2021-08-11 16:46:40 -0400 [info]: #0 fluentd worker is now running worker=0
- paste result of
fluent-gem list
,td-agent-gem list
or your Gemfile.lock
$ fluent-gem list
*** LOCAL GEMS ***
aws-eventstream (1.1.0)
aws-partitions (1.396.0)
aws-sdk-cloudwatchlogs (1.38.0)
aws-sdk-core (3.109.3)
aws-sigv4 (1.2.2)
bigdecimal (default: 1.3.4)
cmath (default: 1.0.0)
concurrent-ruby (1.1.9)
cool.io (1.7.1)
csv (default: 1.0.0)
date (default: 1.0.0)
did_you_mean (1.2.0)
dig_rb (1.0.1)
etc (default: 1.0.0)
fcntl (default: 1.0.0)
fiddle (default: 1.0.0)
fileutils (default: 1.0.2)
fluent-plugin-cloudwatch-logs (0.7.6)
fluentd (1.7.4)
http_parser.rb (0.6.0)
io-console (default: 0.4.6)
ipaddr (default: 1.2.0)
jmespath (1.4.0)
json (default: 2.1.0)
minitest (5.10.3)
msgpack (1.4.2)
net-telnet (0.1.1)
openssl (default: 2.1.2)
power_assert (1.1.1)
psych (default: 3.0.2)
rake (12.3.0)
rdoc (default: 6.0.1)
scanf (default: 1.0.0)
sdbm (default: 1.0.0)
serverengine (2.2.4)
sigdump (0.2.4)
stringio (default: 0.0.1)
strptime (0.2.5)
strscan (default: 1.0.0)
test-unit (3.2.7)
tzinfo (2.0.4)
tzinfo-data (1.2021.1)
webrick (default: 1.4.2)
xmlrpc (0.3.0)
yajl-ruby (1.4.1)
zlib (default: 1.0.0)
$
On a second thought, I'm not sure this is an AWS SDK issue necessarily.

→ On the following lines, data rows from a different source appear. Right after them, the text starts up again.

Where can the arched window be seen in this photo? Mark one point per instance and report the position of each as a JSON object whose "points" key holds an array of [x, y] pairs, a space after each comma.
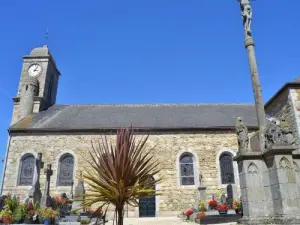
{"points": [[26, 170], [65, 170], [226, 168], [187, 170]]}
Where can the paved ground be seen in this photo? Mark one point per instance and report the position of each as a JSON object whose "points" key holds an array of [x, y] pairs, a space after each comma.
{"points": [[159, 221]]}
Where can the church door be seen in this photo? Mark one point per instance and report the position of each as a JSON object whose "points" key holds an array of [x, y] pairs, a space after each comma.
{"points": [[147, 206]]}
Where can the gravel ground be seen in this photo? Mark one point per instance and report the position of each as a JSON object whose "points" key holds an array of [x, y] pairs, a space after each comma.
{"points": [[159, 221]]}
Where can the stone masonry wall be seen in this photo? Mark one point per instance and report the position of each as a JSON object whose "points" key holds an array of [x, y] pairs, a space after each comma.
{"points": [[205, 146], [284, 107]]}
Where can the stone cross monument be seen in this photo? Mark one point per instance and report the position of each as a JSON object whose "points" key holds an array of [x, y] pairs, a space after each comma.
{"points": [[35, 191], [46, 199], [246, 12], [269, 180]]}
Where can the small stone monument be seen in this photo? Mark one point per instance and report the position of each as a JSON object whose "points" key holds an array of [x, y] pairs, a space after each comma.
{"points": [[223, 199], [46, 199], [35, 192], [79, 190]]}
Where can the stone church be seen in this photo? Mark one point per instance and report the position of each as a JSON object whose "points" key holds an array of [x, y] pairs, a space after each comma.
{"points": [[192, 140]]}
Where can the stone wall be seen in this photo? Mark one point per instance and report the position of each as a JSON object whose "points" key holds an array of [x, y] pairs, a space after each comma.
{"points": [[205, 147], [283, 106]]}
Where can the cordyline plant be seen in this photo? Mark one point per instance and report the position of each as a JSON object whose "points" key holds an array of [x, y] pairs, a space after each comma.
{"points": [[120, 174]]}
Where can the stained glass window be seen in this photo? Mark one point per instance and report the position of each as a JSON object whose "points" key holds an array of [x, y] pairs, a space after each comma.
{"points": [[187, 170], [66, 167], [226, 166], [26, 171]]}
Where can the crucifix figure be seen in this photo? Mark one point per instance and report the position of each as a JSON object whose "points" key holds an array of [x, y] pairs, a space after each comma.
{"points": [[247, 15]]}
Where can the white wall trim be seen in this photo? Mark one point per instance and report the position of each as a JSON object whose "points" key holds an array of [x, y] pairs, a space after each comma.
{"points": [[196, 168], [235, 167]]}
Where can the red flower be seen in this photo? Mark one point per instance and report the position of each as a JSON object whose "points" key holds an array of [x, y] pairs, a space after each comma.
{"points": [[213, 203], [189, 212], [222, 207]]}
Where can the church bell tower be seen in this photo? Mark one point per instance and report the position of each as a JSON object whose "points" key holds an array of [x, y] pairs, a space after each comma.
{"points": [[38, 84]]}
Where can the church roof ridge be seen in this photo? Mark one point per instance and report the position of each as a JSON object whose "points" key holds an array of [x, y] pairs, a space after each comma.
{"points": [[143, 116], [157, 104]]}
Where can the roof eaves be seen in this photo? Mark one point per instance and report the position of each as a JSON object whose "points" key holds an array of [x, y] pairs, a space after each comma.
{"points": [[282, 89], [137, 129]]}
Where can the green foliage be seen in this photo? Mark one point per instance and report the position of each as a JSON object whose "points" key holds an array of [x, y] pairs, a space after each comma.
{"points": [[85, 221], [19, 213], [120, 173], [46, 213]]}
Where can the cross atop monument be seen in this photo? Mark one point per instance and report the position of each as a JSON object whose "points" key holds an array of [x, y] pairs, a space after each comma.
{"points": [[246, 12]]}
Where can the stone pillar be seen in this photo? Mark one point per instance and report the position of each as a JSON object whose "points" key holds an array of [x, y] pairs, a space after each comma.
{"points": [[283, 184], [259, 105], [269, 187]]}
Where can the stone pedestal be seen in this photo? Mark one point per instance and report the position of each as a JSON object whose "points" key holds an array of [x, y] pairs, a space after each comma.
{"points": [[269, 187], [78, 199]]}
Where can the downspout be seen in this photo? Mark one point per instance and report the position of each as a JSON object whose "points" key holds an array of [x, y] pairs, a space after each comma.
{"points": [[5, 162]]}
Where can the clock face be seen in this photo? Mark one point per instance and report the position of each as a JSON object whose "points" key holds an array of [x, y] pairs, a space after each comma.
{"points": [[35, 70]]}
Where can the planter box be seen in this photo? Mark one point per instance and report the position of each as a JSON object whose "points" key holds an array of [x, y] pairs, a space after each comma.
{"points": [[222, 212]]}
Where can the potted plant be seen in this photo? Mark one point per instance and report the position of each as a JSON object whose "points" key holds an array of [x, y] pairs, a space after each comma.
{"points": [[202, 207], [6, 216], [213, 204], [46, 214], [84, 221], [200, 216], [188, 212], [223, 208]]}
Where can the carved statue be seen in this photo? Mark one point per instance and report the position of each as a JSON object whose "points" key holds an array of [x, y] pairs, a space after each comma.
{"points": [[279, 135], [246, 15], [242, 134], [287, 132]]}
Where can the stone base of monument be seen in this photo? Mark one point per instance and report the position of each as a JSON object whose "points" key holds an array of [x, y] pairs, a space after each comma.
{"points": [[286, 220], [213, 217]]}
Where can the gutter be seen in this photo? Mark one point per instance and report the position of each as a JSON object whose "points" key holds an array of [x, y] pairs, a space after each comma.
{"points": [[113, 129], [5, 163]]}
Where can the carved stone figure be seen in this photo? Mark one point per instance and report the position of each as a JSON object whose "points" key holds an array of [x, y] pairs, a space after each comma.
{"points": [[287, 132], [35, 191], [279, 135], [246, 15], [242, 134]]}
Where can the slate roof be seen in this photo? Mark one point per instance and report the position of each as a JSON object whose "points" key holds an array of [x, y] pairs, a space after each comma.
{"points": [[143, 116]]}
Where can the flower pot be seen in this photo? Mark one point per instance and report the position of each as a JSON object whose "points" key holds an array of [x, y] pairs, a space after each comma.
{"points": [[28, 221], [237, 211], [7, 220], [222, 212], [46, 221]]}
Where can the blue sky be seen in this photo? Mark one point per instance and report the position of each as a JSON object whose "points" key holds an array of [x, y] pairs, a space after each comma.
{"points": [[157, 51]]}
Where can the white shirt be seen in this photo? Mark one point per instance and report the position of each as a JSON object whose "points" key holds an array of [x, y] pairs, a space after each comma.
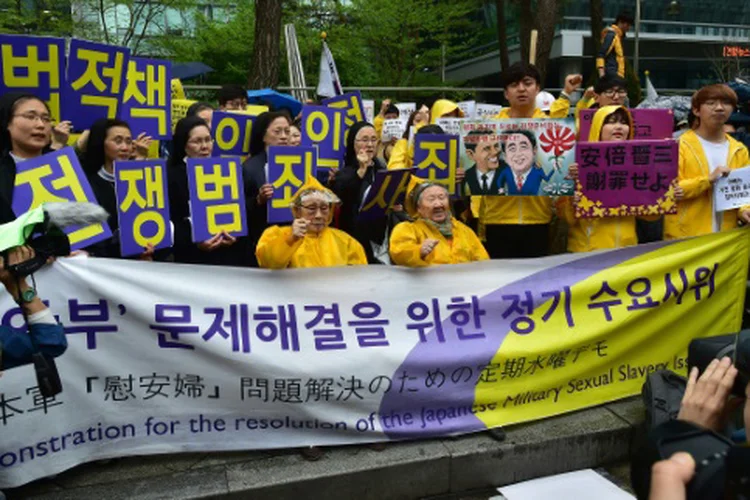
{"points": [[717, 154]]}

Consider this test snippet, which is supposed to fail a create_log_group() call at different log levels:
require 'aws-sdk-cloudwatchlogs'
require 'time'
require 'logger'
logger = Logger.new(STDOUT)
logger.level = 'UNKNOWN'
cwl_client = Aws::CloudWatchLogs::Client.new(
region: 'us-east-2',
access_key_id: <...>,
secret_access_key: <...>,
logger: logger
)
resp = cwl_client.delete_log_group(
log_group_name: 'foo'
)
resp = cwl_client.create_log_group(
log_group_name: 'foo'
)
if !resp.successful?
puts 'create_log_group failed' + resp
exit(1)
end
['DEBUG', 'INFO', 'WARN', 'ERROR', 'FATAL', 'UNKNOWN'].each do |level|
begin
puts "logger.level: " + level
logger.level = level
resp = cwl_client.create_log_group(
log_group_name: 'foo'
)
rescue
end
end
The output this produces is
$ ruby ./test.rb
logger.level: DEBUG
D, [2021-08-11T23:21:09.354722 #28770] DEBUG -- : [Aws::CloudWatchLogs::Client 400 0.054844 0 retries] create_log_group(log_group_name:"foo") Aws::CloudWatchLogs::Errors::ResourceAlreadyExistsException The specified log group already exists
logger.level: INFO
logger.level: WARN
logger.level: ERROR
logger.level: FATAL
logger.level: UNKNOWN
$
that is, AWS API calls are only logged at DEBUG level.